"The human asset is the most critical element when it comes to defending against and defeating evolving security threats," asserted Seow. Organisations should thus promote a positive security culture and ensure that all employees have a good understanding of the company's security policies. "Once employees understand the importance of security and good practices, the chances of breaches will be reduced... as security is by and large a people issue rather than a tech issue. Employees [are able to not only] defend information assets through professional due care, [but also] detect attack attempts early and respond to them swiftly and coherently."

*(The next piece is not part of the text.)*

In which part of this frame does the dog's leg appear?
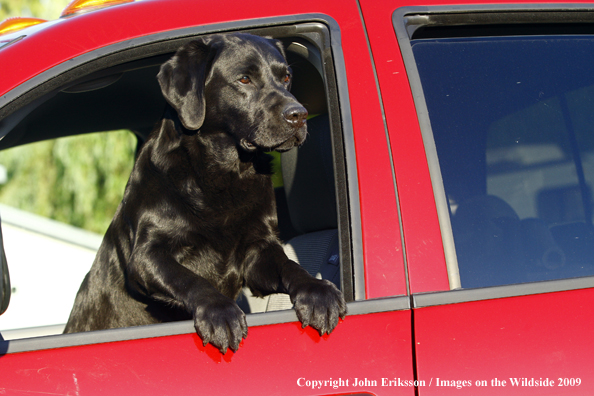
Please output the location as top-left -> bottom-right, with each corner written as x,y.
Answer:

As security threats evolve alongside the advancement of security technologies, there is a need for security professionals to continually upgrade their skills and keep abreast of new threats. "The days where security is managed by non-security trained people are over. It is recommended that security professionals hold professional certification from [security certification bodies such as] International Information Systems Security Certification Consortium (ISC)2 or ISACA."
"To tackle security effectively, we have to first instill a good security education to the people around us and it must be relentless and continuous effort," concluded Seow.
Bringing Trust to the Cloud
Security is still the biggest barrier to cloud adoption, according to David Siah, Chair of Singapore Chapter, Cloud Security Alliance (CSA).
David Siah, Chair, Singapore Chapter, Cloud Security Alliance
"There is a lack of trust when you're subscribing to a cloud service today," said Siah. The CSA, a global not-for-profit organisation that was founded in the U.S. in 2009, thus "aims to bring trust to the cloud by developing a global trusted cloud ecosystem, and building best practices and standards for the next generation of IT."
The lack of transparency by cloud service providers (CSPs) might be a reason for the lack of trust in cloud services, he claimed. To address this issue, CSA launched a publicly accessible registry via the Internet, CSA STAR, in 2011. CSA STAR "documents the security controls provided by cloud service providers" and only lists cloud service providers that meet CSA's Open Certification Framework (OCF).
Consisting of three levels, the OCF is an industry initiative to allow global, accredited and trusted certification of cloud providers. Siah explained that level 1 consists of self-assessments based on the Consensus Assessment Initiative Questionnaire and Cloud Control Matrix. There are currently 60 organisations with this certification including Amazon Web Services, Microsoft and Box.com.
The STAR Attestation is positioned as CSA STAR Certification at Level 2 of the OCF. "Level 2 is a lot more rigorous as it is based on a third party independent assessment of the CSP's security," he said. The CSP's description of its system and controls will be assessed at this level.